Emily zog das Haargummi um den blonden Pferdeschwanz fest. „Kein Wunder, dass dann jemand eine Abkürzung über die Felder nimmt.“
„Der Fjord ist nicht besonders tief“, erläuterte Bjarke weiter. „Ich glaube, die Maximaltiefe beträgt nicht mehr als ein paar Meter.“
„Dann ist es wohl auch nicht normal, dort Boot zu fahren?“ Isabella runzelte die Stirn.
„Es gibt strenge Regeln für Schifffahrten auf dem Fjord.
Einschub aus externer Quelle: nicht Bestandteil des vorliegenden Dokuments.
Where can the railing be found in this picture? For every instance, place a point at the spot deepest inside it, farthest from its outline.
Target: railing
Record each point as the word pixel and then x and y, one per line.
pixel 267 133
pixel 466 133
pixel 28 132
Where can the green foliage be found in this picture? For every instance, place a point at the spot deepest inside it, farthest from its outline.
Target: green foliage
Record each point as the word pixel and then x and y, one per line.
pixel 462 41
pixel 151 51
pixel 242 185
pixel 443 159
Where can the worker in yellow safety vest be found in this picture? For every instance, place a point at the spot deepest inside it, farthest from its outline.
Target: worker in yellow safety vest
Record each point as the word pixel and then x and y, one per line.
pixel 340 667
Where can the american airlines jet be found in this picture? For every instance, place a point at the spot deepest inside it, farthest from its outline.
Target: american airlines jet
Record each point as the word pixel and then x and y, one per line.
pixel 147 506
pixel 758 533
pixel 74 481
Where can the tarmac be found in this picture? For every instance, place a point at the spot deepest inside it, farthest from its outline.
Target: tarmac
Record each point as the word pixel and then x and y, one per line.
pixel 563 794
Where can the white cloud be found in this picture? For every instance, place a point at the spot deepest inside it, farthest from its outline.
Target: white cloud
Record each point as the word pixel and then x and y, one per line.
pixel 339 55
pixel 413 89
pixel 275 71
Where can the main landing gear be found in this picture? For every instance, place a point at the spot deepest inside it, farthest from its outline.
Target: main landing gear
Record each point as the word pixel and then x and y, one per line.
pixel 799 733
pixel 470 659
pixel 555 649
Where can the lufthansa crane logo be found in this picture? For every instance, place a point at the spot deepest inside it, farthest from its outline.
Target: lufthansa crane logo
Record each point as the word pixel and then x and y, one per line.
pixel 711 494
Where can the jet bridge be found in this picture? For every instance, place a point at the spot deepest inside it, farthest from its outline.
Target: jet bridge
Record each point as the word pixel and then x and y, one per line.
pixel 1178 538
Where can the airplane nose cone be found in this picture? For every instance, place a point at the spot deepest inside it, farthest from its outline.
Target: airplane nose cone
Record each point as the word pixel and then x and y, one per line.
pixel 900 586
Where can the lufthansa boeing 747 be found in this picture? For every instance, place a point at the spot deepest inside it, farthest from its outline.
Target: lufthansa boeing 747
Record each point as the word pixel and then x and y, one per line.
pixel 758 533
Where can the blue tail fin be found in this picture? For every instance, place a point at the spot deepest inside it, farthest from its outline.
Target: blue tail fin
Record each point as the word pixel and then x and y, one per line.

Ich weiß, dass Regatten mit Ruder- oder Segelbooten auf jeden Fall verboten sind.“
Bjarke segelte selbst viel und hatte ein kleines Boot in der Marselisborg Marina liegen, sicher hatte er daher das Wissen.
„Ist es nicht merkwürdig, dass sie so lange in diesem Boot gelegen hat, ohne entdeckt zu werden? Wem es wohl gehört?“
„Das finden wir heraus, Isabella“, versprach Roland.